I am a bit mad I did not say something and am tempted to go call her out on this but thought I'd get another perspective.
What is all this aspersion casting on my hubby? Is it stemming from the fact that I may have confided some issues between DH and me to her a while ago? What do you think? If you guys think she was just trying to shame me I am going to call her off. What should I do?

misshollygolightly
04-15-2013, 04:31 PM
Based on what you've said, I honestly doubt she meant to be insulting or to insinuate anything. It sounds like she was (justifiably) puzzled by not one but two dropped calls and simply wanted to make sure everything was ok. She may also have been fishing a little to find out whether you were intentionally avoiding her by cutting her calls and not responding to the message. If I were you, I'd probably thank her for her invitation and her concern, apologize for not responding (extremely busy, knew you'd understand, yada yada), and then suggest another time to get together. Unless she's ordinarily a passive-aggressive type or a drama-creator, I don't think there's anything particularly sinister in her questions. Sounds like she just wants to check on you and make sure you're not upset with her or avoiding her for some reason.

s7714
04-15-2013, 04:34 PM
Strange. Assuming the details you shared with her weren't inclusive of him doing that sort of thing, I'd probably just say something along the lines of "You said something the other day about DH cutting off calls from you. It's really been bothering me that you're under the impression something like that would happen!" and see what she says from there.

lhafer
04-15-2013, 04:38 PM
Based on what you've said, I honestly doubt she meant to be insulting or to insinuate anything. It sounds like she was (justifiably) puzzled by not one but two dropped calls and simply wanted to make sure everything was ok. She may also have been fishing a little to find out whether you were intentionally avoiding her by cutting her calls and not responding to the message. If I were you, I'd probably thank her for her invitation and her concern, apologize for not responding (extremely busy, knew you'd understand, yada yada), and then suggest another time to get together. Unless she's ordinarily a passive-aggressive type or a drama-creator, I don't think there's anything particularly sinister in her questions. Sounds like she just wants to check on you and make sure you're not upset with her or avoiding her for some reason.

:yeahthat:

Perhaps your phone was off or out of battery? I know when my phone is off or out of battery (or my DH's phone as we have the same phone), it rings and then goes straight to voice mail. If it's on, it rings forever before going to voice mail.

baileygirl
04-15-2013, 04:43 PM
Maybe if the kids answered the phone, there was something going on in the background (i.e. tv) that concerned her?

MMMommy
04-15-2013, 05:50 PM
Based on what you've said, I honestly doubt she meant to be insulting or to insinuate anything. It sounds like she was (justifiably) puzzled by not one but two dropped calls and simply wanted to make sure everything was ok. She may also have been fishing a little to find out whether you were intentionally avoiding her by cutting her calls and not responding to the message. If I were you, I'd probably thank her for her invitation and her concern, apologize for not responding (extremely busy, knew you'd understand, yada yada), and then suggest another time to get together. Unless she's ordinarily a passive-aggressive type or a drama-creator, I don't think there's anything particularly sinister in her questions. Sounds like she just wants to check on you and make sure you're not upset with her or avoiding her for some reason.
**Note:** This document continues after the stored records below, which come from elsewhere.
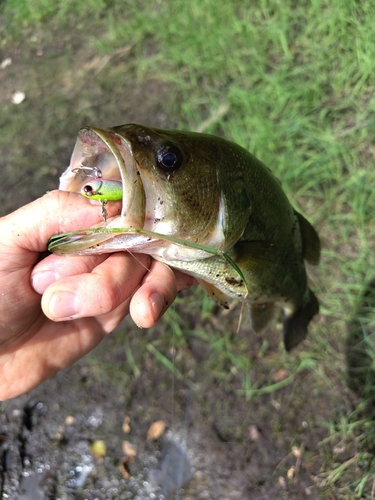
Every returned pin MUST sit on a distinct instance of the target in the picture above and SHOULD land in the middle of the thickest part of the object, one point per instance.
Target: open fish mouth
(100, 154)
(103, 154)
(106, 155)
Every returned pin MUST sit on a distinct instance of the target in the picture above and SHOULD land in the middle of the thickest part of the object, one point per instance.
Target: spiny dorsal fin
(310, 240)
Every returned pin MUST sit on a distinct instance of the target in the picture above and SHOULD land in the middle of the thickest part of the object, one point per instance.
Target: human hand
(83, 298)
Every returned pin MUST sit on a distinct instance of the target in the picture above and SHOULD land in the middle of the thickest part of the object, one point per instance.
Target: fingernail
(158, 304)
(64, 305)
(42, 280)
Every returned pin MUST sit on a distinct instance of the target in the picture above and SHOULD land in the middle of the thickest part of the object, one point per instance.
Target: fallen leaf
(129, 449)
(156, 430)
(98, 449)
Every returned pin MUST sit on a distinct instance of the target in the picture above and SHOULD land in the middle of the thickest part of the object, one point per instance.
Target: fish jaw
(103, 153)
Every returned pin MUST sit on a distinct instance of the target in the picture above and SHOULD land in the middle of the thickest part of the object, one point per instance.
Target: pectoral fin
(215, 294)
(310, 240)
(253, 256)
(261, 315)
(295, 325)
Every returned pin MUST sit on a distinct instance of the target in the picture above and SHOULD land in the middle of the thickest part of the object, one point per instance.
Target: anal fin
(295, 325)
(261, 315)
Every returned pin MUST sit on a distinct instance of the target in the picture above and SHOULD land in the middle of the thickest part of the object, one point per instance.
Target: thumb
(30, 227)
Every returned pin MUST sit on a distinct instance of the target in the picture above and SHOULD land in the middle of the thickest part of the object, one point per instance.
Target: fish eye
(170, 159)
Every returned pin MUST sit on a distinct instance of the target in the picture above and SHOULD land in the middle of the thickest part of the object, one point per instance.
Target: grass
(294, 83)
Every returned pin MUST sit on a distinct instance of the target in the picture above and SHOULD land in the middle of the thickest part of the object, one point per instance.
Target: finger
(155, 295)
(31, 226)
(184, 281)
(96, 293)
(55, 267)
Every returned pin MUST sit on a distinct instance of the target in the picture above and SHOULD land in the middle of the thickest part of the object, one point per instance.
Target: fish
(203, 205)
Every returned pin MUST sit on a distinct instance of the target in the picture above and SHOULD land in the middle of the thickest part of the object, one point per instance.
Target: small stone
(98, 449)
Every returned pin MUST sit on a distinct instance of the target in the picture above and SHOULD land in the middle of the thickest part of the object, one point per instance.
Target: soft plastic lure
(103, 190)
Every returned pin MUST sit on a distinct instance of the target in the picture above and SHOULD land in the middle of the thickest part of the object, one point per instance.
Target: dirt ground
(218, 444)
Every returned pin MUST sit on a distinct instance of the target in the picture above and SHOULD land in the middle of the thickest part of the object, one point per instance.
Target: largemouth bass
(205, 206)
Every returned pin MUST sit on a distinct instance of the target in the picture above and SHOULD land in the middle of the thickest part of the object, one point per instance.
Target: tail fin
(295, 326)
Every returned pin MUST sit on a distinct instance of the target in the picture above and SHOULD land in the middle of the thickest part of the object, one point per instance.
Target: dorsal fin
(310, 240)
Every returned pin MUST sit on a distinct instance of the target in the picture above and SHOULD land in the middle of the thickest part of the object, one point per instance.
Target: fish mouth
(104, 154)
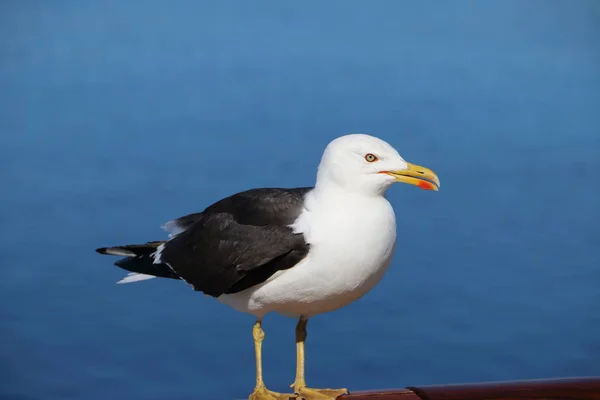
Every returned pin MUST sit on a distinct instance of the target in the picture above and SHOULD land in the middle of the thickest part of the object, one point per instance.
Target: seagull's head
(369, 165)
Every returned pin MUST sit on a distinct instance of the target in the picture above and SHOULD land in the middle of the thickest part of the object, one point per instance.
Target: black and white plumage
(299, 251)
(240, 241)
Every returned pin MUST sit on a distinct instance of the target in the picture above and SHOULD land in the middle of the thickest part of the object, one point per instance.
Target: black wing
(238, 242)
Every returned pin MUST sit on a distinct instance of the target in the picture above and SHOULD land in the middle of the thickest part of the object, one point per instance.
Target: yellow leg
(299, 384)
(260, 391)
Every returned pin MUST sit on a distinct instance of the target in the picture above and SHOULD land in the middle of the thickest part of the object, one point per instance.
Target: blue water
(118, 116)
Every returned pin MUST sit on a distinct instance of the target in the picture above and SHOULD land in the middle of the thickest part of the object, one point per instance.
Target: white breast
(352, 241)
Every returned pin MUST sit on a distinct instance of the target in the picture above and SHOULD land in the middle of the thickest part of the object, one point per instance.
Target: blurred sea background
(117, 116)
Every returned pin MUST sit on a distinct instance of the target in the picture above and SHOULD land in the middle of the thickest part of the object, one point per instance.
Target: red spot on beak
(426, 185)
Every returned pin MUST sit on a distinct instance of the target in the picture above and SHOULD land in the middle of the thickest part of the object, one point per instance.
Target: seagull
(298, 252)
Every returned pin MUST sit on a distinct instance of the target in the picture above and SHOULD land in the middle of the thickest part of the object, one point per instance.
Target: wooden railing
(552, 389)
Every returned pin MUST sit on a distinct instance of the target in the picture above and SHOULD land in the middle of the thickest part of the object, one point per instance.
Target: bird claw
(305, 393)
(262, 393)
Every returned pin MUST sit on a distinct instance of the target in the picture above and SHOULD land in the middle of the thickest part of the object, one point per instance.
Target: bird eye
(371, 157)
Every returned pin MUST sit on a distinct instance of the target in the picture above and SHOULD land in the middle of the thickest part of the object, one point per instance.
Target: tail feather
(140, 261)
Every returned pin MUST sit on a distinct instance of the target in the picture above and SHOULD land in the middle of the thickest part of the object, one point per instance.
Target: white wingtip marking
(134, 277)
(158, 253)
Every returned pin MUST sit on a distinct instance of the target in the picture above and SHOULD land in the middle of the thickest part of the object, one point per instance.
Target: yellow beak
(417, 175)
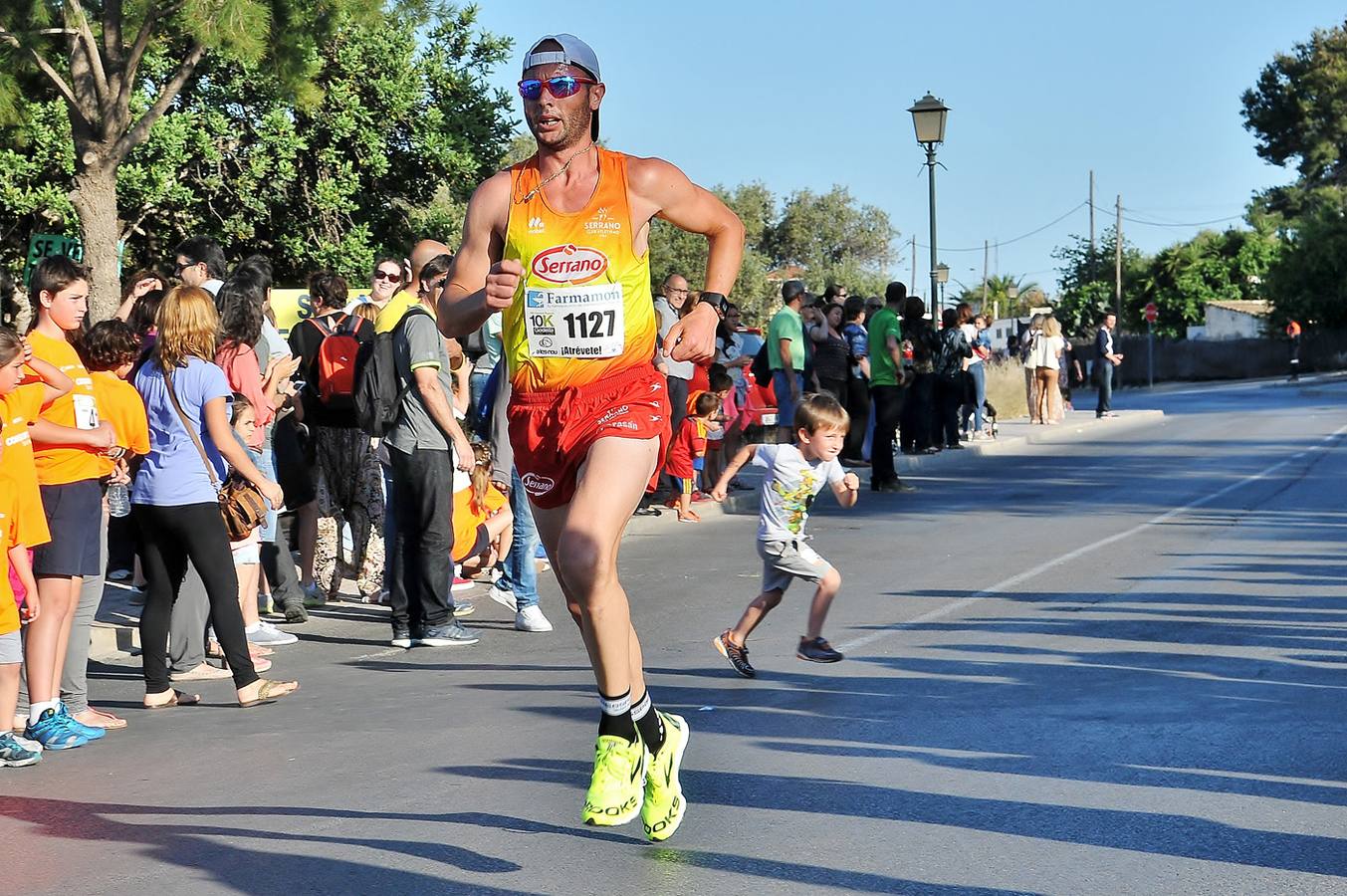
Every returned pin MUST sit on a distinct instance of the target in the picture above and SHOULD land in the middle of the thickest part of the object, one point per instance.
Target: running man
(560, 243)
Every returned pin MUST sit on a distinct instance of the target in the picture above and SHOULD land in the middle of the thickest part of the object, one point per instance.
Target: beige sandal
(271, 691)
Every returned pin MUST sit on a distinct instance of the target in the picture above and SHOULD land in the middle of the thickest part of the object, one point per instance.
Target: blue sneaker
(91, 732)
(53, 733)
(14, 755)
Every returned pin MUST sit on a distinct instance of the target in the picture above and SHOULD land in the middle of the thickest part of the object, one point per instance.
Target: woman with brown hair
(174, 495)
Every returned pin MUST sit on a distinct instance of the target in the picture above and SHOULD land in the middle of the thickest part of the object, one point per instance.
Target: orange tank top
(583, 308)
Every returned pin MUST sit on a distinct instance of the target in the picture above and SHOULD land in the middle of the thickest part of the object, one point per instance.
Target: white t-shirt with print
(788, 489)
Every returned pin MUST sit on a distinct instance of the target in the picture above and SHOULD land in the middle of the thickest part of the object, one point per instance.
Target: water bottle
(118, 500)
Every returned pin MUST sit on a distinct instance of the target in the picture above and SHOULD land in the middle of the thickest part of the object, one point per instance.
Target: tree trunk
(96, 199)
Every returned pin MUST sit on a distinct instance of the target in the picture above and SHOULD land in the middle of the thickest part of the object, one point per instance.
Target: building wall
(1224, 324)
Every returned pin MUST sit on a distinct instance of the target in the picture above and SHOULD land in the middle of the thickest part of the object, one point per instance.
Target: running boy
(687, 448)
(794, 475)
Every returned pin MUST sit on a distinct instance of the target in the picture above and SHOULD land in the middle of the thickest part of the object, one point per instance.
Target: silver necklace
(553, 176)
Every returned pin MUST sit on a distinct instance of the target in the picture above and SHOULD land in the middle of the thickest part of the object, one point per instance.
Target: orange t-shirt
(18, 475)
(125, 410)
(468, 517)
(8, 529)
(79, 408)
(582, 312)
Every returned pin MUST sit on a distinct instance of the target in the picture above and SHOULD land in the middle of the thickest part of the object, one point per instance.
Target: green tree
(403, 128)
(1212, 267)
(92, 56)
(675, 251)
(1294, 112)
(999, 301)
(1086, 282)
(834, 239)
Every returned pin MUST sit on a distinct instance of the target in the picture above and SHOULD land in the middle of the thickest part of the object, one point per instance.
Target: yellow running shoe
(664, 806)
(614, 793)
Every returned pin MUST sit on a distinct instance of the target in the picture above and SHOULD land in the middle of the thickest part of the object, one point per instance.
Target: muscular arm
(461, 308)
(743, 457)
(659, 189)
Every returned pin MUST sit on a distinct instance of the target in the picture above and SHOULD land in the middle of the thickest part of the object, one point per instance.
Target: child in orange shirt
(483, 521)
(69, 476)
(687, 448)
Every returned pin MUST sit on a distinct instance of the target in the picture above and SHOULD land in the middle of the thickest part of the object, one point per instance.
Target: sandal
(271, 691)
(103, 720)
(178, 698)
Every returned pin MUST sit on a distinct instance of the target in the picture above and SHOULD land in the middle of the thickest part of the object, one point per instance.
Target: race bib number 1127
(575, 321)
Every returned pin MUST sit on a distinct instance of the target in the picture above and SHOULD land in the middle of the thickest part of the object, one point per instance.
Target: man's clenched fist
(501, 283)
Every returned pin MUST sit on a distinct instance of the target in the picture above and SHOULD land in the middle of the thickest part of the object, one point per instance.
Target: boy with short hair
(110, 350)
(794, 475)
(687, 448)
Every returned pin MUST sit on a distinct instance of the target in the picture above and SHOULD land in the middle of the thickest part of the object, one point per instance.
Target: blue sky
(808, 95)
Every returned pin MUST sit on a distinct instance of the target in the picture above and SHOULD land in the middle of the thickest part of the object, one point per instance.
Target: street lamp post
(928, 117)
(1011, 294)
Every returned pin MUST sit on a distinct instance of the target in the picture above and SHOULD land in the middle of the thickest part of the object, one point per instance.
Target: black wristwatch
(716, 300)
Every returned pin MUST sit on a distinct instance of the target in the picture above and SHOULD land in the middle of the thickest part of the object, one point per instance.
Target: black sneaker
(451, 635)
(816, 651)
(737, 655)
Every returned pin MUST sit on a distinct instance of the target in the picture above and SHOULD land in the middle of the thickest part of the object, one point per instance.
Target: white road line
(1006, 585)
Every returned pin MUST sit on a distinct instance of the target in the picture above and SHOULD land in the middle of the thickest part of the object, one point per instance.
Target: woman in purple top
(174, 499)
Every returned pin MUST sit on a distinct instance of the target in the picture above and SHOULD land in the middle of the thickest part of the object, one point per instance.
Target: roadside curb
(1079, 424)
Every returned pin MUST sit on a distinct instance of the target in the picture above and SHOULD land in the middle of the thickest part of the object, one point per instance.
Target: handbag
(241, 503)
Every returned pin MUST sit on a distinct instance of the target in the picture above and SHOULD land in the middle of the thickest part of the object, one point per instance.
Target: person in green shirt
(886, 388)
(786, 354)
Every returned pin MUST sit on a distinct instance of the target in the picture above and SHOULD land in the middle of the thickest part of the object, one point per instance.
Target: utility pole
(914, 263)
(987, 250)
(1091, 271)
(1117, 266)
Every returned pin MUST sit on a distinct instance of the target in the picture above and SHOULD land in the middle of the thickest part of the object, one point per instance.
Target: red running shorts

:yeahthat: I find it a tad odd that she mentioned your DH in the matter, but overall I wouldn't think much of it. She was probably just trying to piece together the reasons for the dropped calls and not hearing from you.

sunshine873
04-15-2013, 06:01 PM
Maybe she's experienced that kind of thing with her own DH, so that's why she jumped to that conclusion? I guess I'd be inclined to just let the issue die.